JD> With every uhpfs.dll newer than 4.0 GA, chkdsk reports what
JD> appear to be spurious errors on all HPFS partitions. If you
JD> do nothing but replace the DLL with the older version, the
JD> errors disappear. This sounds identical to what LA has
JD> observed on his system. He boots from diskette to correct,
JD> which backgrades his uhpfs.dll, which allows chkdsk to work
JD> correctly.
What are the exact spurious error messages?
JD> If you allow the chkdsk to make corrections under the
JD> post-GA DLL, you can kiss your data goodbye. The kicker is
JD> that you may not know anything's wrong until you lose power
JD> and have an automatic chkdsk wipe you out.
JD> I've meticulously documented the problem. It's independent
JD> of drive -- both SCSI and IDE have the problem, and
JD> completely dependent on uhpfs.dll version.

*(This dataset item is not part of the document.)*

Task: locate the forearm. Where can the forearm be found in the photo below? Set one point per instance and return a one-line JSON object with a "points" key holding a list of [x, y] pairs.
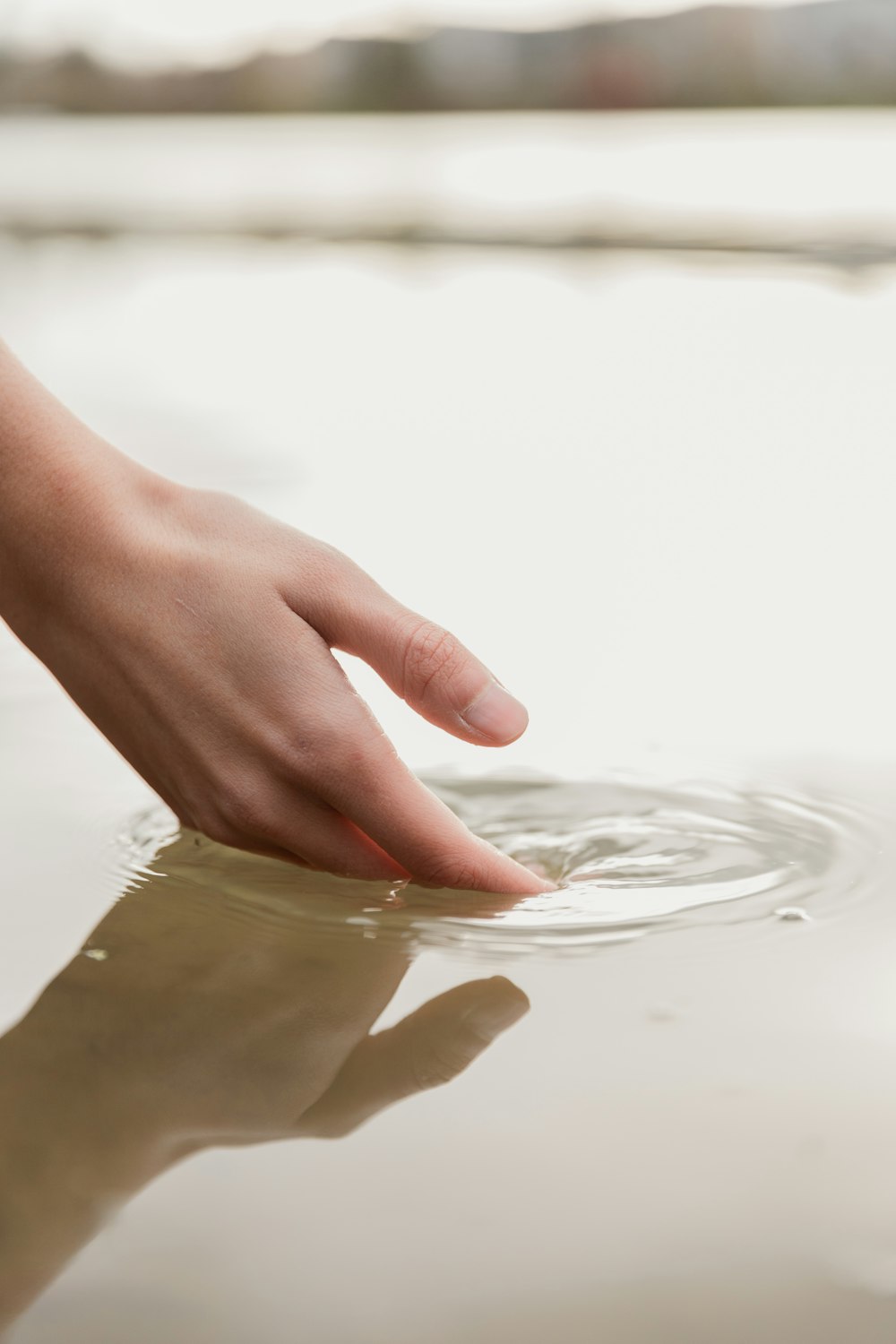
{"points": [[64, 496]]}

It's possible
JD> that chkdsk and not uhpfs.dll is broken, but from my point
JD> of view that's irrelevent.
Actually, there is essentially no CHDKSK apart from UHPFS.DLL. CHKDSK is
really just a front-end which calls the appropriate maintenance DLL for the
particular filesystem (except for FAT, where CHKDSK does the real work).
CHKDSK does this by getting the filesystem type from the appropriate system
call, and then looking for a DLL file named "Uxxxxxxx.DLL" where "xxxxxxx" is
the string returned for the filesystem type.

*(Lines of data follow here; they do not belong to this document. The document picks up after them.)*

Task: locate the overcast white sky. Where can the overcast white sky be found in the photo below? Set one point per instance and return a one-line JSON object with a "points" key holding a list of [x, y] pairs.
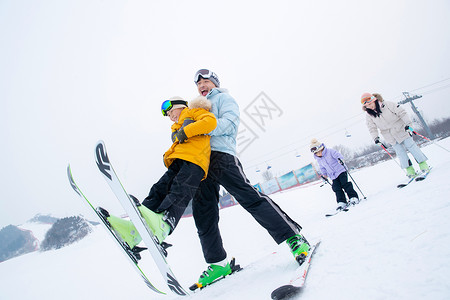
{"points": [[75, 72]]}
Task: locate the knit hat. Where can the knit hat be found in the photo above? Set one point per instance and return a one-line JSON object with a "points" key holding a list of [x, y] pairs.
{"points": [[173, 102], [176, 100], [367, 98], [315, 146], [207, 74]]}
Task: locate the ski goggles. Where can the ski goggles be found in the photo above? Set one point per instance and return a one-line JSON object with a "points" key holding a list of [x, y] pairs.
{"points": [[205, 73], [316, 149], [368, 100], [168, 104]]}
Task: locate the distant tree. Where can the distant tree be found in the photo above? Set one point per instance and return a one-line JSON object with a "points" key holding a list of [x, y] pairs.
{"points": [[44, 219], [15, 241], [64, 232], [347, 153]]}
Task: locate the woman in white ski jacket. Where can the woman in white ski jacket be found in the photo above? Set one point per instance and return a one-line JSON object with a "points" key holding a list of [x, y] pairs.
{"points": [[394, 124]]}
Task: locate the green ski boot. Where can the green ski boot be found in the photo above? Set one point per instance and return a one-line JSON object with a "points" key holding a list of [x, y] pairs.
{"points": [[299, 247], [213, 273], [424, 167], [410, 172]]}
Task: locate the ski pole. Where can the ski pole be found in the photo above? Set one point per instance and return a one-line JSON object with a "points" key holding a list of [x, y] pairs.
{"points": [[342, 163], [384, 148], [424, 137], [325, 180]]}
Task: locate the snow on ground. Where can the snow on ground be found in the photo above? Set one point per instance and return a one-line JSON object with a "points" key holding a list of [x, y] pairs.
{"points": [[37, 228], [394, 245]]}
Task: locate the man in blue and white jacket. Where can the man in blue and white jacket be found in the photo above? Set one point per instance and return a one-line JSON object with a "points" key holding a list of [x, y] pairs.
{"points": [[225, 169]]}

JD> If you must run HPFS386 under Warp 4.0, you have to remember
JD> to downgrade uhpfs.dll every time you run a fixpak. The
JD> problems I've documented, the sheer unsupported nature of
JD> HPFS386 in this configuration and the marginal benefits of a
JD> +2MB cache on a single-user machine make HPFS386 far too
JD> risky to stomach on a production workstation.

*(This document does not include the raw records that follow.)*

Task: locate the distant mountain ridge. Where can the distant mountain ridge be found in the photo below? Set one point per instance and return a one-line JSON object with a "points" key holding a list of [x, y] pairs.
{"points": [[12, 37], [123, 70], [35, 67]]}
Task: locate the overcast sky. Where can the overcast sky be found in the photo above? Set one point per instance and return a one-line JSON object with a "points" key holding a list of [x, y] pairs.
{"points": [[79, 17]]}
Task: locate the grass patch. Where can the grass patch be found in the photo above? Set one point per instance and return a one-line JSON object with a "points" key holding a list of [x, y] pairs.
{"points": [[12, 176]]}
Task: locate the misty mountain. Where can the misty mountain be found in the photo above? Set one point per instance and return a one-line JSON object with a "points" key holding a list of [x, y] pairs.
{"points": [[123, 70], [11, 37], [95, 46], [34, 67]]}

I just realized something. You're talking about running HPFS386 in a totally
unsupported configuration! HPFS386 is a component of Warp Server, which is
still shipping on the 3.0 kernel. If you run HPFS386 on the 4.0 kernel,
you're on your own.
There are several important advantages of HPFS386 over HPFS in a server
configuration. First, HPFS386 supports access control lists, which improves
system security. At a low level, access control lists are stored on the
media in roughly the same way as extended attributes, so regular HPFS should
leave them alone -- although it is not supported to run regular HPFS CHKDSK
on HPFS386 in any case. Second, HPFS386 has the potential to be much faster
than regular HPFS when heavily loaded, because it runs more of the disk
processing at Ring 0 and using the Strategy2 multiple request kernel
interface.
I think, judging from what you are describing, that you are talking about the
case where a partition is formatted under regular HPFS and then the drivers
are switched over by hand to run HPFS386. In this situation, the filesystem
type returned by the operating system will be wrong, and the incorrect DLL
will be called by CHKDSK. This should not occur if the partition is
correctly formatted by Warp Server with HPFS386 correctly installed.
I certainly do not recommend running HPFS386 "unofficially" in this way.